In my capacity as an administrator, I’m often asked — and often want to know myself — how much of the mail that comes in is spam, and how much is legitimate mail. Except usually the question isn’t phrased like that (the usual version is something like, “I receive literally HUNDREDS of SPAM messages daily! Can’t you do something about all this SPAM?”), and invariably whenever I look at an individual user’s account the claim of a spam overload is greatly overstated.
We use a handy log summarizer but the way Postfix is set up it double-counts every delivered message and thus isn’t quite as helpful as I’d like. So today I modified it to produce more useful data, including a count of actual incoming mail (determined by what passes through the spam filter).
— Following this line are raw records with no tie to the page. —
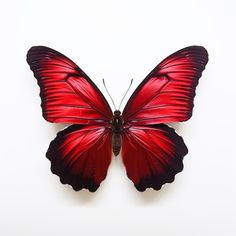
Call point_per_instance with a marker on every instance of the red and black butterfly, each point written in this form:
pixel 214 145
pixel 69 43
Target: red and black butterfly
pixel 152 152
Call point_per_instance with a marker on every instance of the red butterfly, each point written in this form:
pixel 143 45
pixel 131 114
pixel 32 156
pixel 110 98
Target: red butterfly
pixel 152 152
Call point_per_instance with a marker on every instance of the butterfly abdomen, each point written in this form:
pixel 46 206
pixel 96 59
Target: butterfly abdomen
pixel 117 128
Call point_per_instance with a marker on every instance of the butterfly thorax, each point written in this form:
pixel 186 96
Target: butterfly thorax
pixel 117 129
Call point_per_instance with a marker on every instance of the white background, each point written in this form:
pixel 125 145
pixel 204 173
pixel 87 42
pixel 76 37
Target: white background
pixel 118 40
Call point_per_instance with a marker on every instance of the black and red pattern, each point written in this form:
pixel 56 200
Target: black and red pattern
pixel 152 152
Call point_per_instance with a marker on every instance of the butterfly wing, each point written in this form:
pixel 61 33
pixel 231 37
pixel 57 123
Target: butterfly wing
pixel 167 93
pixel 152 152
pixel 152 155
pixel 68 94
pixel 80 156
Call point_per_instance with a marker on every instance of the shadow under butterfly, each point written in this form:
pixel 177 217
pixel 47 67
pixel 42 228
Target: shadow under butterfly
pixel 152 152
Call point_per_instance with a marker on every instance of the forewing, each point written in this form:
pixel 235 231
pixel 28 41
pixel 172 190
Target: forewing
pixel 80 156
pixel 167 93
pixel 152 155
pixel 67 93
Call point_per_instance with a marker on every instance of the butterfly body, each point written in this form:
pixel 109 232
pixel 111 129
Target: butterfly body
pixel 152 152
pixel 117 129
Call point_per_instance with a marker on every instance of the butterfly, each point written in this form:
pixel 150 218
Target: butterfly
pixel 152 152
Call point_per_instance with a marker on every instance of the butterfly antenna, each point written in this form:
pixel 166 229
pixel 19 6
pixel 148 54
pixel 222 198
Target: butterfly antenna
pixel 109 93
pixel 125 93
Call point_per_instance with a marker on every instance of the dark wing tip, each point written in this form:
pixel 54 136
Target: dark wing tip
pixel 157 181
pixel 77 181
In the graph, the purple line is rejected spam, the blue line is the total of all deliveries (and thus the sum of the lines below it), the green line is mail determined not to be spam, the yellow line is spam (marked [SPAM] before it reaches users, and delivered to a spam mailbox), and the red line (hovering just above zero) is for mail so large the spam filter skipped it. Some of that is probably spam, but some of it is legitimate mail (scanned documents get emailed back and forth quite a bit).
As this graph shows, the amount of attempted — and rejected — spam delivery on any given day dwarfs the amount of legitimate inbound mail (even counting as legitimate the stuff that gets tagged as [SPAM] in a later step). According to the unmodified script, messages rejected outright based on RBLs or server misconfiguration (on the other end) accounted for 56% of all mail (including outbound mail from the server and double-counted messages). The modification to the script reveals that number to be 83% of all attempted deliveries to the server (averaged over ten weeks of log data). Yesterday’s number is 92%, reflecting the drop in legitimate email on Sunday. Spam drops on Sundays too, but not as much as real mail does.
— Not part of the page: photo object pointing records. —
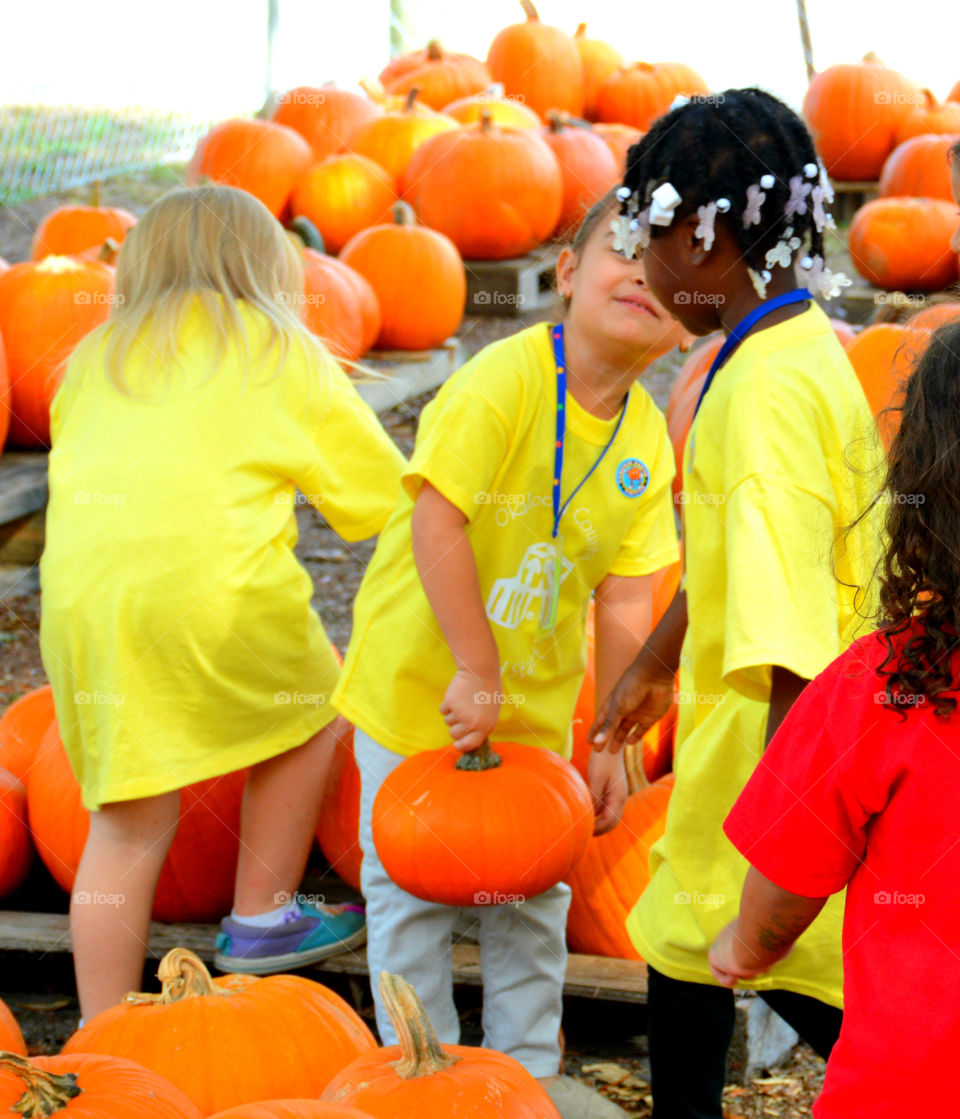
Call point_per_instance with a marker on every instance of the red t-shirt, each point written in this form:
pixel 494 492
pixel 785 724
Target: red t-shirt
pixel 852 795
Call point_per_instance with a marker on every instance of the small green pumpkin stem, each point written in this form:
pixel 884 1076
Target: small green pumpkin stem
pixel 421 1052
pixel 46 1092
pixel 480 759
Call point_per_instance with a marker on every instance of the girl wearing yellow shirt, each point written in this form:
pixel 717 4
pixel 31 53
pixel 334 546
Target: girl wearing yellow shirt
pixel 470 619
pixel 177 629
pixel 726 190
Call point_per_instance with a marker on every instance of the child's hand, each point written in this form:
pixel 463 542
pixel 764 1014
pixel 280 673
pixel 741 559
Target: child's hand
pixel 471 708
pixel 606 779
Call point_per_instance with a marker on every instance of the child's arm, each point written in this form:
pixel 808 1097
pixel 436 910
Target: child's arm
pixel 448 570
pixel 770 921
Interesting tidbit visible in the chart: on weekends, while the total number of delivery attempts drops, the rate of delivered spam stays roughly constant. This indicates that a few spam messages squeak through per user, every day of the week, and this is somewhat inconsistent with the other trends visible in the chart (note how the green and yellow lines roughly intersect over several weekends, then diverge during the week).